Pima County has yet to respond to the claim filed by Tucson lawyer Gerald Maltz on behalf of Daphne Stidham, who has since sold her Sabino Canyon-area home, just two blocks from where Schwartz's family once lived, and returned to her Texas home.
"We can't have people with such low standards. She should have known from her professional experience that this Schwartz was a felonious character. I believe we have the opportunity to the politicians and representatives to have a say in these contracts, particularly for $140,000 that can be rolled over for five years. That's $700,000," Carroll said.
Supervisors paid little heed to the county's "Bad Boy" ordinance when they ratified contracts for Lopez worth up to a maximum of $255,000 from February 2004 through June 30--the last day of the 2005 fiscal year. Lopez attended the supervisors meeting July 5, but she and others were not allowed to speak about the new round of contracts.

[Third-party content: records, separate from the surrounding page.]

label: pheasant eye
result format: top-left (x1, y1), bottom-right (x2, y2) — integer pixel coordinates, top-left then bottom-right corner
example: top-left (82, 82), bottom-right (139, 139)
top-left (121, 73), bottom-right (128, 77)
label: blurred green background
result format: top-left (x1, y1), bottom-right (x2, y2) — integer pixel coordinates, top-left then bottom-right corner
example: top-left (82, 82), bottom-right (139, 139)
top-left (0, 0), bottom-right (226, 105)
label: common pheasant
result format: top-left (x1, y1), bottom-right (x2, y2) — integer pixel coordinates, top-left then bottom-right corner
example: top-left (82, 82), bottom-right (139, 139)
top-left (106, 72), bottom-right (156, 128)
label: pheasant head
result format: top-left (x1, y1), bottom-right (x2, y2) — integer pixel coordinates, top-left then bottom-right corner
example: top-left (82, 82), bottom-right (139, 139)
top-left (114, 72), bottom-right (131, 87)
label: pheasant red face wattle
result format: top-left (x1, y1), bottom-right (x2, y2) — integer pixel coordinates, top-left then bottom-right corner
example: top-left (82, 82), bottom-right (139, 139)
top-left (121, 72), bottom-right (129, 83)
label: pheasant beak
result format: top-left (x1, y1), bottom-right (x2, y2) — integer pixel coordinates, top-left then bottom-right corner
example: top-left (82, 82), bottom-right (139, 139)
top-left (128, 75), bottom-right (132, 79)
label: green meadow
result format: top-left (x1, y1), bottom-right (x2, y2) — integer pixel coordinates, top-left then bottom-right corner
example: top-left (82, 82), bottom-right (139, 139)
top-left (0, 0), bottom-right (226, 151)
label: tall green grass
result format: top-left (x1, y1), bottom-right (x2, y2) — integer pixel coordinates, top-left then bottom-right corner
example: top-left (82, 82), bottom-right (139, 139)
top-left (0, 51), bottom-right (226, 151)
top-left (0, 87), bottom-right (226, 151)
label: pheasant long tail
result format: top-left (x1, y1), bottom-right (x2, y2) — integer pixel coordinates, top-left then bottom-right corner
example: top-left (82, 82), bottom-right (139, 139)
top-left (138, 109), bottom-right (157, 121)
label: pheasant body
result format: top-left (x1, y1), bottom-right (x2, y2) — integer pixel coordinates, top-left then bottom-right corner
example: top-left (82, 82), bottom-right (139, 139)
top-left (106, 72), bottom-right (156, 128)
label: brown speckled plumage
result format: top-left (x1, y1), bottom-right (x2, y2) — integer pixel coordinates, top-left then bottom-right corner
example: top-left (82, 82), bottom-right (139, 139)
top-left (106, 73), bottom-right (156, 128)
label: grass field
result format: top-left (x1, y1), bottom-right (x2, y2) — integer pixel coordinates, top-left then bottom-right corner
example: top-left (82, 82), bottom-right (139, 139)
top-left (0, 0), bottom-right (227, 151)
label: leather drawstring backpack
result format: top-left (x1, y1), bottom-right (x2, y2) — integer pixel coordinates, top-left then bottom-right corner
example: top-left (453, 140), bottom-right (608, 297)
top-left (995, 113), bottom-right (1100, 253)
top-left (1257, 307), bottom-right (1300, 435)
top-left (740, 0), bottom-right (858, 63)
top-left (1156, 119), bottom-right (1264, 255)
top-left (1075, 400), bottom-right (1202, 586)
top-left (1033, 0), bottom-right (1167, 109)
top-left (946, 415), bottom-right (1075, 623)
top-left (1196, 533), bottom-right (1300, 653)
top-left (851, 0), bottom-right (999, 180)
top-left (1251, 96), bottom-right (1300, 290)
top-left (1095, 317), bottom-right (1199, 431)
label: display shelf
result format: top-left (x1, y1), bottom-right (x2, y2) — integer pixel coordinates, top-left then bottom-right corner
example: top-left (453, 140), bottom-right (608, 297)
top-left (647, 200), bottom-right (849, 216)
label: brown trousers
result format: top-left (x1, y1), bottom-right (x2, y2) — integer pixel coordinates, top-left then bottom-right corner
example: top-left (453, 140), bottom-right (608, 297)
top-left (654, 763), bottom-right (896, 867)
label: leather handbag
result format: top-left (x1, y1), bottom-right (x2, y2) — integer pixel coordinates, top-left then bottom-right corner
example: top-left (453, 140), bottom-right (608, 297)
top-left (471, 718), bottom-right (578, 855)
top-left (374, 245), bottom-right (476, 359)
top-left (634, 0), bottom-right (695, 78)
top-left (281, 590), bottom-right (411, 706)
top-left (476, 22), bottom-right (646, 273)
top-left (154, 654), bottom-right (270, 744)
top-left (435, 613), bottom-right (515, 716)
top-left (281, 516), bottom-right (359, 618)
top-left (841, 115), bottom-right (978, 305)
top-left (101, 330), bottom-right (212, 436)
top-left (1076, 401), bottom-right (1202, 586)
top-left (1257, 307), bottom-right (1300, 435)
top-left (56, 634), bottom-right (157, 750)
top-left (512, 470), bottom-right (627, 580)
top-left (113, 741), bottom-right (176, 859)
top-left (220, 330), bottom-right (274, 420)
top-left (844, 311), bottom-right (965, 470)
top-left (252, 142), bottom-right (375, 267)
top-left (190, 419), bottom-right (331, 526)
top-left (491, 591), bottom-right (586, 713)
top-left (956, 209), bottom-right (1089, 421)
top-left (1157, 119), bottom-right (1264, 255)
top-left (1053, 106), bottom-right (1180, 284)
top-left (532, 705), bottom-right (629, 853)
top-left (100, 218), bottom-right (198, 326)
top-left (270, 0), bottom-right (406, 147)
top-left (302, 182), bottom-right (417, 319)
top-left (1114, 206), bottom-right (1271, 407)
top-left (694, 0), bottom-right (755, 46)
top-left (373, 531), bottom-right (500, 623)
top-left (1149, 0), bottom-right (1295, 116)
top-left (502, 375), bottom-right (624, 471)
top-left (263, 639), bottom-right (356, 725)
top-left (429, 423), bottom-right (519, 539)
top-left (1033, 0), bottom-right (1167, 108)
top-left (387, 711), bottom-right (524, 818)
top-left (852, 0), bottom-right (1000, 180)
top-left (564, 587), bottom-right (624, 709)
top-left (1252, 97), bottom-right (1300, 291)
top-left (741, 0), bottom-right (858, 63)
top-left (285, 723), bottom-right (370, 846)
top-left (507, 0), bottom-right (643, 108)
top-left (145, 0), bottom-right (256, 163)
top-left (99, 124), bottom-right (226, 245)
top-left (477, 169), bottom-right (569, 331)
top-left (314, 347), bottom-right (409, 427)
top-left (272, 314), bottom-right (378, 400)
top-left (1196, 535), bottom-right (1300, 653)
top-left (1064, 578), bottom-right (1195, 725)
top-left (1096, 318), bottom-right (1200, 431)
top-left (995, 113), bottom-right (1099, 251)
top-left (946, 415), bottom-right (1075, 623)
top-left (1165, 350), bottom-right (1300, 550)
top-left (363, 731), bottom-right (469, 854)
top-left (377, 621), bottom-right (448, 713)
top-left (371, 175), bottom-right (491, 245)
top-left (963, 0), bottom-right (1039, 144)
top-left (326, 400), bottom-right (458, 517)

Lopez has not answered Weekly questions about her fitness for county contracts since she did not respond to queries for the May 5 "Defense Contract" story that detailed her county-paid work. She testified in county civil service hearings that hindsight provides a better view, and that if she knew then what she knows now, she would have done something to alert authorities or Stidham, a man she knew and described as a gentle and good person.
Instead, Lopez concocted other schemes, involving friends, to warn Stidham. Those warnings were never issued.
Carroll and Valadez also said in separate interviews that they were bothered by Lopez's apparent disdain for her county clients. She told a sheriff's detective that "most of them are idiots."